Je suis optimiste

Morre gente em Beirute, morre gente em Paris, morre um rio no Brasil. E junto morre também a era da seleção a respeito de qual morte merece mais comoção. Morre devagar, mas morre: a informação já não mais fica presa nos filtros obscuros das instituições de poder, pois ainda que a mídia hegemônica insista em promover a indignação seletiva e a dicotomia míope do nós X eles, o imaginário social que a alimenta (e que por ela é alimentado) também anda equipado com instrumentos midiáticos. A emissão da palavra tá na mão.

Há quem esteja fazendo uso da acessibilidade de emissão da palavra para justificar a seletividade da indignação, dizendo ser mais fácil sensibilizar-se com a tragédia daqueles com quem partilhamos um senso de identidade. Há quem esteja usando a palavra para registrar que indignação seletiva é construída, e que com um pouco de treino e bastante boa-vontade é possível ter empatia por aqueles em quem não nos reconhecemos. Há quem esteja usando a palavra para proferir preconceitos, ainda que em nome do bem, da moral e da tradição. Há quem, de carona nas tragédias do noticiário, use a palavra para promover sua própria desorientação. Também há quem não esteja dizendo nada, por não querer, não saber ou não ter o que dizer, ou ainda por medo de que considerem sua expressão inadequada. A emissão da palavra tá na mão, e nunca foi tão fácil fazer uso dela, para bem ou para mal.

Bombas explodem, matam a mata a fogo ou água suja, ignorâncias fomentam intolerâncias. O medo, a discriminação e as tragédias pautam a discussão. Sabemos que o fundamentalismo é a raiz de tanto extermínio – e pouca diferença faz se ele é religioso, intelectual, político ou capital… Sabemos que morrem mulheres pelas mãos do machismo sistêmico. Sabemos que a ganância estrutural já matou bem mais de um ecossistema. Sabemos que sabemos de todas essas coisas, mas não sabemos exatamente o que fazer com elas além de tentar falar sobre elas.

A era do silenciamento excludente está pela bola sete, mas não por falta de tentativa dos que se beneficiam de certos silêncios, e sim pela força da articulação coletiva de quem quer fazer valer a sua voz, tenha ela razão ou não. Só que no meio dessa cacofonia, quem agoniza é a dialética. Ressuscitemos, pois, a reflexão. Se possível (e sempre é possível), com compaixão.

Morre muita gente, morrem a fauna e a flora, e também morre aos poucos a cultura de que existe uma verdade superior, ainda que uns e outros tentem mantê-la, com muito esmero e um assustador grau de sucesso. As evidências da insustentabilidade da crença na supremacia de um pensamento em detrimento de outros se acumulam: agora morrem os que fizeram do seu berço aquele que é esplêndido. Mas seguimos matando, muito mais, os mais vulneráveis.

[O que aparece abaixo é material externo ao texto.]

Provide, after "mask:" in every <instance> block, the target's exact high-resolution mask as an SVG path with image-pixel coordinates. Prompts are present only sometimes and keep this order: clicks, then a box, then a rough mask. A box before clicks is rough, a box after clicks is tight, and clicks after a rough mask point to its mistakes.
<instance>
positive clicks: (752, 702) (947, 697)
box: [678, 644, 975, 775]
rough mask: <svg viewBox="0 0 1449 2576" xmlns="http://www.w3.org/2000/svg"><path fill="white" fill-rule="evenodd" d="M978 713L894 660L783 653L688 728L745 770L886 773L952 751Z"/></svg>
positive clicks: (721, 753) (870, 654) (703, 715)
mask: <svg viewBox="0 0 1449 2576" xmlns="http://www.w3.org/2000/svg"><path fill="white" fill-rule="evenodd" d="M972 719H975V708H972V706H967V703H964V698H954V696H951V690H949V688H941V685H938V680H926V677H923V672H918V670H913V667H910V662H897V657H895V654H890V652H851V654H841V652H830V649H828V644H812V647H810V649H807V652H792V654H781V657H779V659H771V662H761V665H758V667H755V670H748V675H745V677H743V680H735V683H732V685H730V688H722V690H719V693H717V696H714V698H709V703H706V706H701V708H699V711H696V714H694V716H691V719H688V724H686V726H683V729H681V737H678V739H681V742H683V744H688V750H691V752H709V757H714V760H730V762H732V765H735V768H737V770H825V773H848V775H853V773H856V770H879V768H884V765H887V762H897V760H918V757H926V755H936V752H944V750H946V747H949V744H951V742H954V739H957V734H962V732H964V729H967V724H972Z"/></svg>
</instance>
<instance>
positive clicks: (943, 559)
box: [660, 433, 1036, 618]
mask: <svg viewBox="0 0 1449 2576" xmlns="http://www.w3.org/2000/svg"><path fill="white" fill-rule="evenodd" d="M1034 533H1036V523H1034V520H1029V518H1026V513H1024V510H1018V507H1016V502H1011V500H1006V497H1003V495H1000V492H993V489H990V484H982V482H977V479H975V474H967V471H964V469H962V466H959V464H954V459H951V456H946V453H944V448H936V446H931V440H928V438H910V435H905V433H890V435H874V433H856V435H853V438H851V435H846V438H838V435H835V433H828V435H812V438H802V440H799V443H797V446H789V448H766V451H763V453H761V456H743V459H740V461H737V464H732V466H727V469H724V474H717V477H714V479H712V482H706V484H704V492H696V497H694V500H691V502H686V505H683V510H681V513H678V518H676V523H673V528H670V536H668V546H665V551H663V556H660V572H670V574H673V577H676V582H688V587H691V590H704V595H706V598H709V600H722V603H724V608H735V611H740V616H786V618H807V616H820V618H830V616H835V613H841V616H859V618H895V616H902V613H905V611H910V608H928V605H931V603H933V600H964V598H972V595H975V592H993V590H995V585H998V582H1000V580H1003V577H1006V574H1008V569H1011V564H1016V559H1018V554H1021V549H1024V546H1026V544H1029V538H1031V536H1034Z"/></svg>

Que morra a possibilidade de pensar que essas mortes são inevitáveis, e que morra também a possibilidade de não nos reconhecermos como responsáveis por elas. Que morra aí uma outra possibilidade: a de atribuirmos o horror apenas a quem não somos nós. Que morra junto a nossa cegueira em relação ao ponto de vista do outro, e que em seu lugar surja a escuta generosa, a única que dá origem à possibilidade do real diálogo.

Já nasceu a consciência da força que temos quando temos a palavra na mão. A esperança é que essa consciência se estenda para assimilar que há múltiplas interpretações do que nunca é uma mesma verdade. Que a partir dessa realização se dê o aniquilamento da confusão entre expressar discursos de ódio e ter liberdade de expressão. Já nasceu há tempos a era da multiplicidade interpretativa. Já há muito pulsa essa nova vida. A palavra já tá na mão. Falta agora tirar a mão dos olhos e dos ouvidos.